Die Preise waren von 2024 bis Ende 2025 stetig gestiegen. Doch zwischen Dezember 2025 und Februar 2026 gab es einen leichten Rückgang: Der Europace-Hauspreisindex fiel auf 220,03 Punkte. Ab März setzte die Erholung ein – der Index stieg auf 220,65 Punkte und erreichte im April 221,58 Punkte.
Bis Mai 2026 kletterte der Gesamtindex auf 221,83 Punkte. Besonders dynamisch entwickelten sich Neubauten, deren Index von 243,75 Punkten im April auf den Spitzenwert von 244,56 Punkten im Mai stieg. Käufer schätzen diese Objekte zunehmend wegen ihrer Energieeffizienz und transparenterer Preise.
Auch Bestandsimmobilien verzeichneten einen leichten Anstieg: Ihr Index stieg von 201,04 auf 201,29 Punkte im Mai. Eigentumswohnungen hingegen gaben leicht nach und fielen auf 219,93 Punkte im selben Zeitraum.

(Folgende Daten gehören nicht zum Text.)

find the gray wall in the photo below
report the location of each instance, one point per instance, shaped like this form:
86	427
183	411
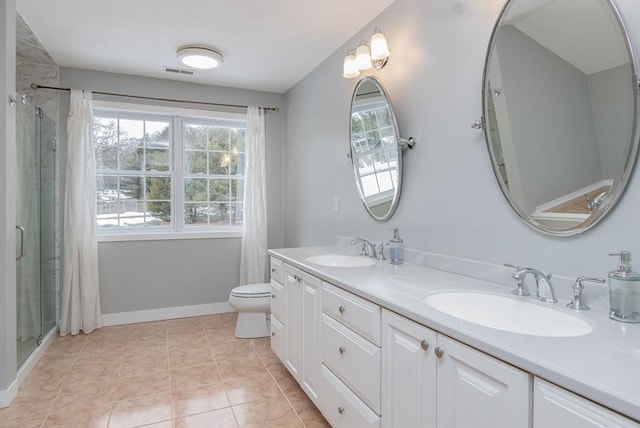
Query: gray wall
161	274
451	203
610	102
540	87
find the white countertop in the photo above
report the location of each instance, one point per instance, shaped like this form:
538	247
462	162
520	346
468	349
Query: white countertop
603	365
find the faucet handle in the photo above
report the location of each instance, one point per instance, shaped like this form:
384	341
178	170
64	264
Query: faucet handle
577	303
520	289
381	256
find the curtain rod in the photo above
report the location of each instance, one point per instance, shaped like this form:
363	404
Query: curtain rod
37	86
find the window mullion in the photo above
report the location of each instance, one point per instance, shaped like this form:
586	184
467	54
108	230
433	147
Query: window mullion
178	175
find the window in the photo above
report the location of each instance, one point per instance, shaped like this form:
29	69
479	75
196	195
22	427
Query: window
168	173
375	151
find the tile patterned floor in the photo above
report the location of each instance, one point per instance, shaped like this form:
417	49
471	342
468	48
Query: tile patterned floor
189	372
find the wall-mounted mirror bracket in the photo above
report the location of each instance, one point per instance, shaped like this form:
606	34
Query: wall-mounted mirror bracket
478	124
13	101
405	143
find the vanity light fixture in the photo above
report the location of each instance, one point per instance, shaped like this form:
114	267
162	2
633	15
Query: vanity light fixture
199	57
368	54
350	68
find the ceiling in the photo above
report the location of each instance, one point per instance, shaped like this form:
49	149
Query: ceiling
268	45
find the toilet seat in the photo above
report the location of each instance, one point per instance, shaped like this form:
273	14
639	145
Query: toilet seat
252	291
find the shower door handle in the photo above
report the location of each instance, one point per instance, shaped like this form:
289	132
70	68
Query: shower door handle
22	242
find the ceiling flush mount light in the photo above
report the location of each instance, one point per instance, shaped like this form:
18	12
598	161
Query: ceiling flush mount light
199	57
368	54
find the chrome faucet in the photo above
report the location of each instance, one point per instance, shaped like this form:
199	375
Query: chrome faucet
368	249
544	289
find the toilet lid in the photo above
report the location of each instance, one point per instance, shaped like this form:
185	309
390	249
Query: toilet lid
252	290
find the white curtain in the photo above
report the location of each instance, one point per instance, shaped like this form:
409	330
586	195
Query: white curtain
253	258
80	305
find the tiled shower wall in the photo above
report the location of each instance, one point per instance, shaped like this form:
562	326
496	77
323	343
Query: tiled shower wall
35	65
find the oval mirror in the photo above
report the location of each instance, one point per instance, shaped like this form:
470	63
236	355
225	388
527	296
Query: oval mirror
375	152
560	110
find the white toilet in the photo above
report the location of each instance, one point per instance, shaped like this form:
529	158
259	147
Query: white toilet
253	303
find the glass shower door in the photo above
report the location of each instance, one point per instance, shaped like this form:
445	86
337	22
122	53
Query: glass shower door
35	220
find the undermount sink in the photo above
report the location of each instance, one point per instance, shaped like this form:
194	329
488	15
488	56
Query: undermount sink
337	260
508	314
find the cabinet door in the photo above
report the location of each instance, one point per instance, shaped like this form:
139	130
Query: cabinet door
477	390
277	338
408	373
555	407
293	326
310	337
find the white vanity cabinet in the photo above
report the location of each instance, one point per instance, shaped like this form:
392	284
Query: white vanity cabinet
350	394
302	328
477	390
431	380
408	373
278	308
556	407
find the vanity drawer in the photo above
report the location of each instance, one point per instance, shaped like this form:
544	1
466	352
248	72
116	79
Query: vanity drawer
341	407
354	360
277	270
277	338
277	300
358	314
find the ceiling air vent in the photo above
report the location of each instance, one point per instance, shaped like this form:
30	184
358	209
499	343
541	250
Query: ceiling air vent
178	71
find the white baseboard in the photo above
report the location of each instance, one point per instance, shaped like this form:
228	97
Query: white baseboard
7	395
165	314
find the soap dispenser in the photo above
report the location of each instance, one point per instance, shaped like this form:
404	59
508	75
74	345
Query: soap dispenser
396	248
624	291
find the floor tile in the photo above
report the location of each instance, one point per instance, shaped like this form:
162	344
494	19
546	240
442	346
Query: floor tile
135	386
78	396
241	366
88	417
222	418
304	407
254	388
22	423
266	413
141	411
144	364
192	370
189	377
200	399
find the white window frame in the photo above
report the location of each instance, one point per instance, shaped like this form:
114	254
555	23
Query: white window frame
175	115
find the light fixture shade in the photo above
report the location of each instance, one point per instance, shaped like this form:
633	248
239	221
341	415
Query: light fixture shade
379	47
199	57
350	69
363	57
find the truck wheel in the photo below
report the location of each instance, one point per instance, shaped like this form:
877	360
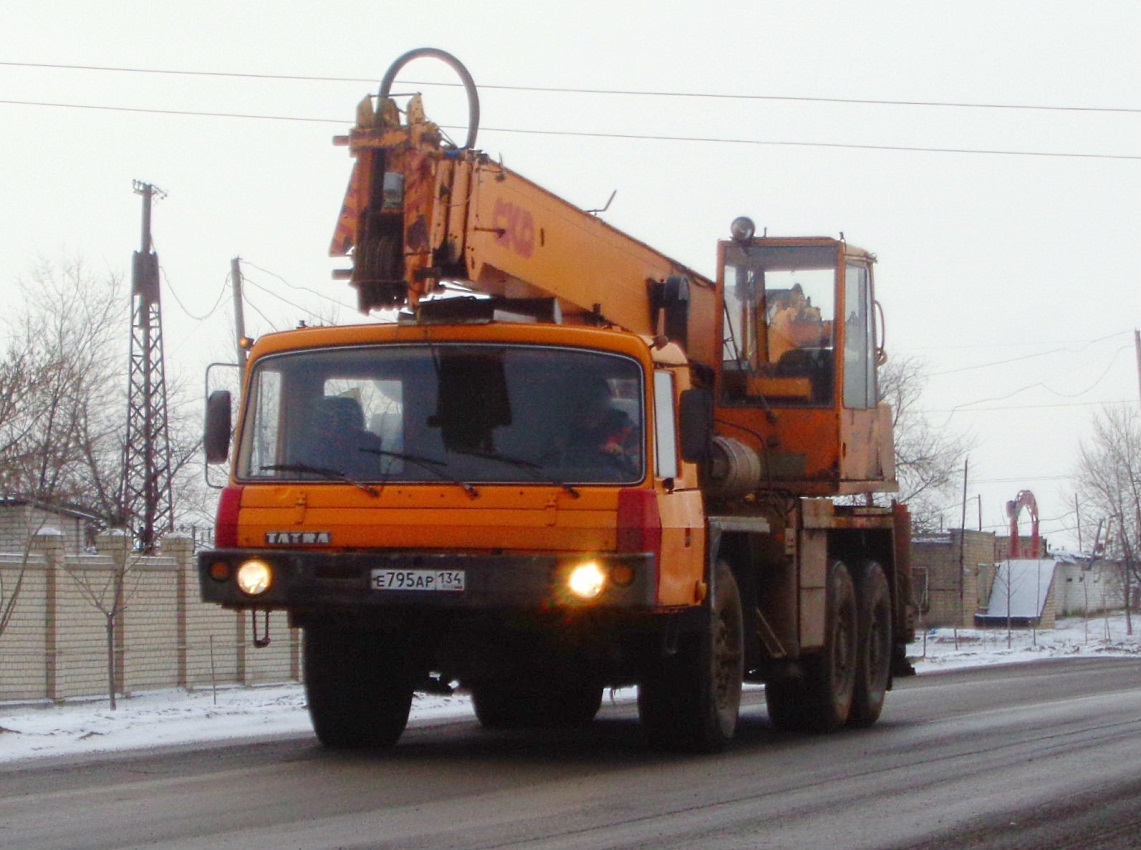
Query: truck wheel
690	701
873	660
534	704
820	699
358	687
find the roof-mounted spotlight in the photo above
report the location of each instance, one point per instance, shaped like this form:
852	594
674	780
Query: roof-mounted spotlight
742	228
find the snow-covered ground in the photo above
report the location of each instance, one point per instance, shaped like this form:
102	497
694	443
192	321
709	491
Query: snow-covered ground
180	717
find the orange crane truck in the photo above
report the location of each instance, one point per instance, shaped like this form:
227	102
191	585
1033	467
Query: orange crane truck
568	463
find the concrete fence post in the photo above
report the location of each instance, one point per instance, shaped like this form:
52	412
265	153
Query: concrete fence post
48	543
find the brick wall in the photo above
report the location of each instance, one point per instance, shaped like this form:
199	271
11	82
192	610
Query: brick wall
940	559
55	646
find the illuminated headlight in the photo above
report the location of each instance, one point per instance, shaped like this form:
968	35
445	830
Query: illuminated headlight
587	581
253	577
742	228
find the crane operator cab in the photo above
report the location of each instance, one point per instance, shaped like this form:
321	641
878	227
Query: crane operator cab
800	346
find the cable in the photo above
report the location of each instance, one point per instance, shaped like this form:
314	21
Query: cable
579	134
213	309
1030	356
268	291
1025	406
293	285
573	90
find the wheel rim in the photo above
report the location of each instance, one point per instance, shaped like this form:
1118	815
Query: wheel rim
844	646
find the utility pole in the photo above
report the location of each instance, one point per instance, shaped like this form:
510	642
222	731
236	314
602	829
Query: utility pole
235	278
145	500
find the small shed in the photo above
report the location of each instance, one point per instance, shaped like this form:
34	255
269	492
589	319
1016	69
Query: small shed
1022	593
23	518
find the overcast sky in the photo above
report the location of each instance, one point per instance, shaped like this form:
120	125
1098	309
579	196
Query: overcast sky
987	151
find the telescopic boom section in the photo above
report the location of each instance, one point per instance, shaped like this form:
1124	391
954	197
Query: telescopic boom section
419	212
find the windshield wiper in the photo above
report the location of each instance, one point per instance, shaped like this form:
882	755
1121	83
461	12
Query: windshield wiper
333	475
428	463
531	467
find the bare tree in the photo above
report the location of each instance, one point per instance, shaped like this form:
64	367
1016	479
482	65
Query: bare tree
63	446
928	460
1108	478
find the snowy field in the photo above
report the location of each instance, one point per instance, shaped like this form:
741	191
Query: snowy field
179	717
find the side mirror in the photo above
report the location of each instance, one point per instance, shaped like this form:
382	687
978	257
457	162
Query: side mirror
218	427
695	423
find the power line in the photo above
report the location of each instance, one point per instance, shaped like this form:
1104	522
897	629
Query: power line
579	90
580	134
1065	349
296	286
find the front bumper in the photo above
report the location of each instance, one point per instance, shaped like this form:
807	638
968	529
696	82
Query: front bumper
306	581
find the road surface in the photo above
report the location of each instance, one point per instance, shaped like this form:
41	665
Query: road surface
1036	755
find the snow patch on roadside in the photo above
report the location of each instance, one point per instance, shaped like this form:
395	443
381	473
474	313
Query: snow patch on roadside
181	717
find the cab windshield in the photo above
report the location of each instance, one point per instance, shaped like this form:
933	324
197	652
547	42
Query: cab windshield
463	413
779	312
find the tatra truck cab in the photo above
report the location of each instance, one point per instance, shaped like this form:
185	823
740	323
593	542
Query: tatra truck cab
581	466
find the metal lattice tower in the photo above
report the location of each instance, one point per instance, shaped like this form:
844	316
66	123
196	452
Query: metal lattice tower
146	496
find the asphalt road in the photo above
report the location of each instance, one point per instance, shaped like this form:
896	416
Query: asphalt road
1042	755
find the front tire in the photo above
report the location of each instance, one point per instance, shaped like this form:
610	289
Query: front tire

Der deutsche Immobilienmarkt zeigt damit nach einer kurzen Durststrecke neue Stärke. Während Neubauten weiterhin Rekordmarken setzen, entwickeln sich Bestandsimmobilien und Eigentumswohnungen unterschiedlich. Die jüngsten Daten deuten auf eine gemischte, aber insgesamt positive Perspektive für den Wohnimmobilienmarkt im Land hin.